Audit Procedures (Inventory) Before Count
• Contact client to obtain a copy of the inventory count instructions,
to understand how the count will be conducted and assess the
effectiveness of the count process.
• Inspect prior year working papers to understand the inventory
count process and identify any issues that would need to be taken
into account this year.
• Book audit staff to attend the inventory counts.
• Ascertain whether any inventory is held by third parties, and if
applicable determine how to gather sufficient appropriate evidence.
• Consider the need for using an expert to assist in valuing the
inventory being counted.
• Send a letter requesting direct confirmation of inventory balances
held at year end from any third party warehouse providers used
regarding quantities and condition.
Audit Procedures (Inventory) Test of Controls
• Non-warehouse staff performing and managing the count.
• Sections of inventory being tagged or marked as counted
to prevent double counting.
• Counts sheets written in pen rather than pencil.
• No movements of inventory during the count.
• Sequentially numbered count sheets and a sequence
check performed once the count is complete.
• Teams of two people performing the count.
• Count sheets show the description of the goods but do not
show the quantities expected to be counted.

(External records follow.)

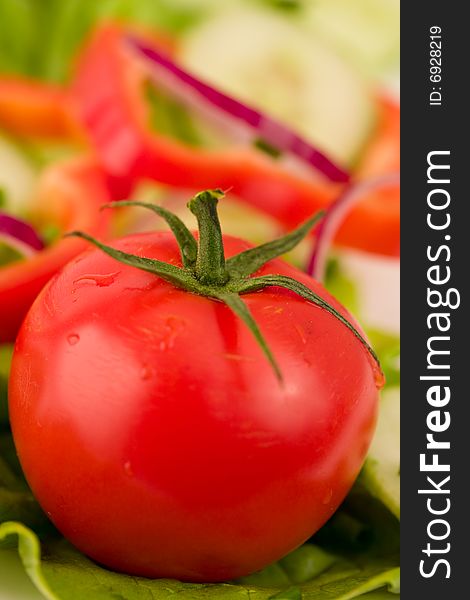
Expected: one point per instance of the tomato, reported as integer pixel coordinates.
(155, 433)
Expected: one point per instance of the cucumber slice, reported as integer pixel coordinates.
(17, 177)
(271, 63)
(381, 472)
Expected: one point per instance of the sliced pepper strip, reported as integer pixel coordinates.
(109, 89)
(34, 109)
(69, 194)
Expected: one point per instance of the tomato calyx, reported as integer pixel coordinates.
(205, 271)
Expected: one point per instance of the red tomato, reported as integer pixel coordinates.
(154, 432)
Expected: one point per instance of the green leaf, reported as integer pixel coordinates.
(251, 260)
(65, 574)
(258, 283)
(186, 241)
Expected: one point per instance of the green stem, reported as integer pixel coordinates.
(210, 262)
(205, 272)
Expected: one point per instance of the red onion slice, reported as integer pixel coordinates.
(268, 129)
(19, 235)
(335, 215)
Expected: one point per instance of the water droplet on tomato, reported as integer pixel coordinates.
(73, 339)
(97, 279)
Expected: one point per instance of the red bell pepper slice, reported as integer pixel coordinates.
(109, 89)
(69, 194)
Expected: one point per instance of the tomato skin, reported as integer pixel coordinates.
(154, 432)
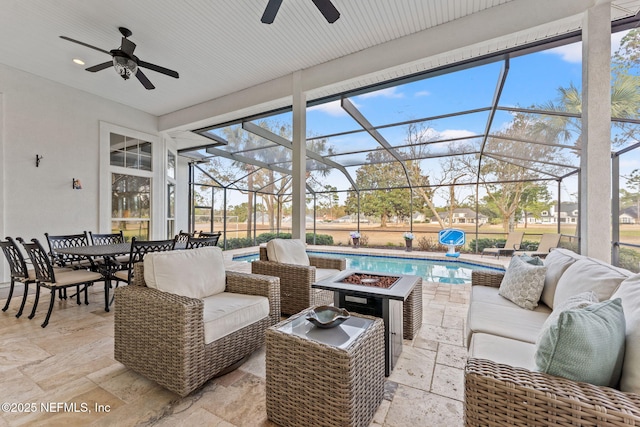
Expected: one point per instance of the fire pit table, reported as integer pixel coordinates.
(375, 294)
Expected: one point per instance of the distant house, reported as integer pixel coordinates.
(463, 216)
(629, 215)
(529, 218)
(568, 214)
(419, 217)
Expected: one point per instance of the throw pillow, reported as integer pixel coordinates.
(589, 274)
(585, 344)
(533, 260)
(522, 283)
(556, 262)
(581, 300)
(629, 293)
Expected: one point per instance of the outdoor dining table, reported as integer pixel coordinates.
(108, 254)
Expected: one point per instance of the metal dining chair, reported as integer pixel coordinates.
(69, 241)
(210, 234)
(19, 271)
(199, 242)
(106, 239)
(54, 280)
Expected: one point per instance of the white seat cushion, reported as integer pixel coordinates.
(194, 273)
(227, 312)
(509, 322)
(589, 275)
(503, 350)
(325, 273)
(629, 294)
(287, 251)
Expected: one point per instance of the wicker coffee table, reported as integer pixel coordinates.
(324, 377)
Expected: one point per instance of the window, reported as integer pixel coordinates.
(131, 176)
(171, 194)
(130, 153)
(130, 205)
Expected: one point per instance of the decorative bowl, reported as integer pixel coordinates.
(326, 316)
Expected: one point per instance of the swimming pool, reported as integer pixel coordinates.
(432, 270)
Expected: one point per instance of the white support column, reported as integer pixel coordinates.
(595, 207)
(4, 271)
(299, 158)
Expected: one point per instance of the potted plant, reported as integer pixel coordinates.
(355, 237)
(408, 240)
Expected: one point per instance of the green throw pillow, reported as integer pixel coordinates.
(585, 344)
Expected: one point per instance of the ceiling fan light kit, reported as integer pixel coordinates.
(125, 62)
(125, 67)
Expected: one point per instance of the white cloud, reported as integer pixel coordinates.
(569, 53)
(390, 92)
(455, 133)
(573, 52)
(332, 108)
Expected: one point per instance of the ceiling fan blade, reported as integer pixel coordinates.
(158, 68)
(327, 9)
(270, 12)
(100, 67)
(85, 44)
(144, 80)
(127, 46)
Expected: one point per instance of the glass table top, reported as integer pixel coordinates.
(341, 336)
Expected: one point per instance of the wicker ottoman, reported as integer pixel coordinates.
(324, 377)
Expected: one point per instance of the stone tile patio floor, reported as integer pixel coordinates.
(72, 361)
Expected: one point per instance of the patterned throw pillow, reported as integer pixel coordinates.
(585, 344)
(522, 283)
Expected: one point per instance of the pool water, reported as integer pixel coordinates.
(442, 271)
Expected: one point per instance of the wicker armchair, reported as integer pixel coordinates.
(497, 394)
(161, 335)
(296, 292)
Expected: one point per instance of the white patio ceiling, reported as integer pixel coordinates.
(220, 47)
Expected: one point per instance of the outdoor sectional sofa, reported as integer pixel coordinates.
(503, 385)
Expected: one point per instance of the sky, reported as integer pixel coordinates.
(532, 80)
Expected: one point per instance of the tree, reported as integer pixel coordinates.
(633, 181)
(625, 99)
(506, 179)
(380, 183)
(534, 200)
(275, 187)
(328, 200)
(418, 141)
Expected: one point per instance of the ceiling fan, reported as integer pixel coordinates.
(325, 7)
(125, 62)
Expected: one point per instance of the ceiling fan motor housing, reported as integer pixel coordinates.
(124, 66)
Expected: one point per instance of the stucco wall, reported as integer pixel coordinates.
(60, 124)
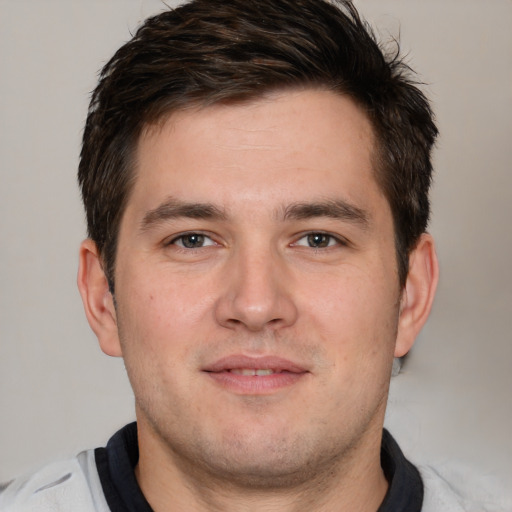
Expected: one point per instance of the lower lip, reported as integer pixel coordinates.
(255, 384)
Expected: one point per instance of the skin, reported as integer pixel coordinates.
(257, 230)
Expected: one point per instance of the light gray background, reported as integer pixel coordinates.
(59, 394)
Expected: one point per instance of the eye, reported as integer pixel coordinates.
(318, 240)
(192, 241)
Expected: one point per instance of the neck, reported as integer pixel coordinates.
(171, 483)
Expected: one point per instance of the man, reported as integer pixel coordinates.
(255, 177)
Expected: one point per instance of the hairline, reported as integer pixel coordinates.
(156, 122)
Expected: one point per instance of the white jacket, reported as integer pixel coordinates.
(74, 486)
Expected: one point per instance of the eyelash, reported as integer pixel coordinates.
(179, 240)
(183, 236)
(338, 241)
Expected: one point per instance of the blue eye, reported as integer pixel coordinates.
(193, 241)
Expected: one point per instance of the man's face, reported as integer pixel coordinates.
(256, 286)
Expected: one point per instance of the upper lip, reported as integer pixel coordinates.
(277, 364)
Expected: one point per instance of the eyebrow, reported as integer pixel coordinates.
(335, 209)
(174, 209)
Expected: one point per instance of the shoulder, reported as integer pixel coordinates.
(71, 484)
(454, 488)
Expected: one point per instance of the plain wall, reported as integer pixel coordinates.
(59, 394)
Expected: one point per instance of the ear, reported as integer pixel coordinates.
(418, 294)
(97, 299)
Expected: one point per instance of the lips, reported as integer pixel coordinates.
(267, 363)
(255, 375)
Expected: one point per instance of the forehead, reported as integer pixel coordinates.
(304, 143)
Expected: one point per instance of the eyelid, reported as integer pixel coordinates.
(174, 238)
(339, 240)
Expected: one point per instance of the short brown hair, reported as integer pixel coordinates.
(214, 51)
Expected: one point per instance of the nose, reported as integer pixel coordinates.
(256, 293)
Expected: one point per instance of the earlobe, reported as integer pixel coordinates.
(418, 294)
(97, 299)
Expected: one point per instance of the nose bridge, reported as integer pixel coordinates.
(256, 293)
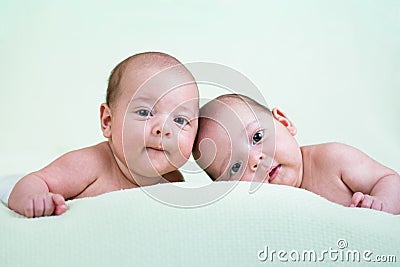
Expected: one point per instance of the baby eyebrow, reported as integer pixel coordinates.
(247, 127)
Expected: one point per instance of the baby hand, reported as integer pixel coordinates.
(366, 201)
(45, 204)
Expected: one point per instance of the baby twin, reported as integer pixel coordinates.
(152, 121)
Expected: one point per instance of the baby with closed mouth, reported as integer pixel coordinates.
(240, 139)
(150, 123)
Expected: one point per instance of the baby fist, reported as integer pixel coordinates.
(366, 201)
(45, 205)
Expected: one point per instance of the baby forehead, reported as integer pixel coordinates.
(230, 116)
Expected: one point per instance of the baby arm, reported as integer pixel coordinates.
(43, 193)
(374, 185)
(31, 197)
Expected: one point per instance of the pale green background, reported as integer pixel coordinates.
(333, 66)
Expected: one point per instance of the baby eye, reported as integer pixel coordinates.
(181, 121)
(257, 137)
(144, 113)
(235, 168)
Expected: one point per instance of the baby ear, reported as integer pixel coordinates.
(105, 119)
(281, 117)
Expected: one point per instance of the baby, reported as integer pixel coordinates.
(150, 121)
(239, 139)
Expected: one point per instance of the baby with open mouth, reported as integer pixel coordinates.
(240, 139)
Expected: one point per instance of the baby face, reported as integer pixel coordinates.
(157, 119)
(241, 141)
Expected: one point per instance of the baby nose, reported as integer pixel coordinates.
(254, 160)
(161, 127)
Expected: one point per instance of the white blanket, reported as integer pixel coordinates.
(131, 228)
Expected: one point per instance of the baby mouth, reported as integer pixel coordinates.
(157, 148)
(273, 173)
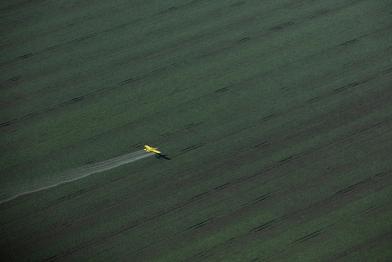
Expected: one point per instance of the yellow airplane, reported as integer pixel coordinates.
(151, 149)
(154, 150)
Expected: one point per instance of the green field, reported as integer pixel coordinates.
(276, 114)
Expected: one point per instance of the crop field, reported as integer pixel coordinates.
(276, 116)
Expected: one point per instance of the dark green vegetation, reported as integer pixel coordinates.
(277, 115)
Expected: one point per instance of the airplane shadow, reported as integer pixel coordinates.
(162, 156)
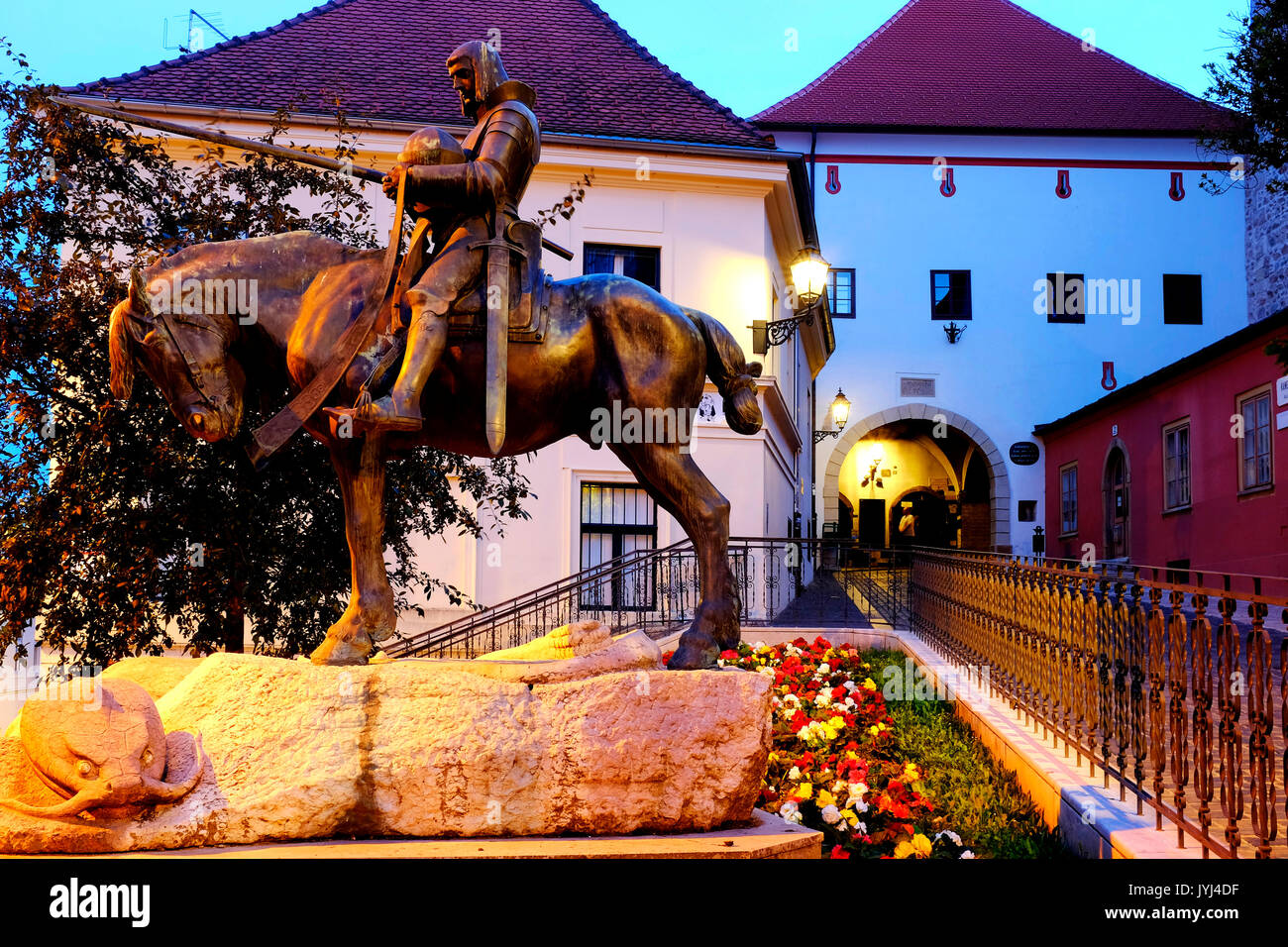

• Damaged / obsolete items must be separately identified
so they can be valued appropriately.
Audit Procedures (Inventory) Test of Controls
• Select a sample of items from the inventory count sheets and
physically inspect the items in the warehouse: (existence).
• Select a sample of physical items from the warehouse and trace
to the inventory count sheets to ensure that they are recorded
accurately: (completeness).
• Enquire of management whether goods held on behalf of third
parties are segregated and recorded separately: (R&O).
• Inspect the inventory being counted for evidence of damage or
obsolescence that may affect the net realizable value: (valuation).
• Record details of the last deliveries prior to the year end. Ensure
that no amendments were made: (completeness & existence).
• Obtain copies of inventory count sheets at the end of the
inventory count, ready for checking against final inventory listing
after the inventory count: (completeness and existence).
Audit Procedures (Inventory) After Count
• Trace the items counted during the inventory count to the final
inventory list to ensure it is the same as the one used at the year-
end and to ensure that any errors identified during counting
procedures have been rectified: (completeness).
• Cast the list (showing finished goods, WIP and raw materials) to
ensure arithmetical accuracy and agree totals to financial
statement disclosures: (completeness).
• Inspect purchase invoices for a sample of inventory items to
agree their cost (valuation).
• Inspect purchase invoices for the name of the client (rights).
• Inspect post year-end sales invoices for a sample of inventory
items to determine if the net realizable value is reasonable. This
will also assist in determining if inventory is held at the lower of
cost and net realizable value: (valuation).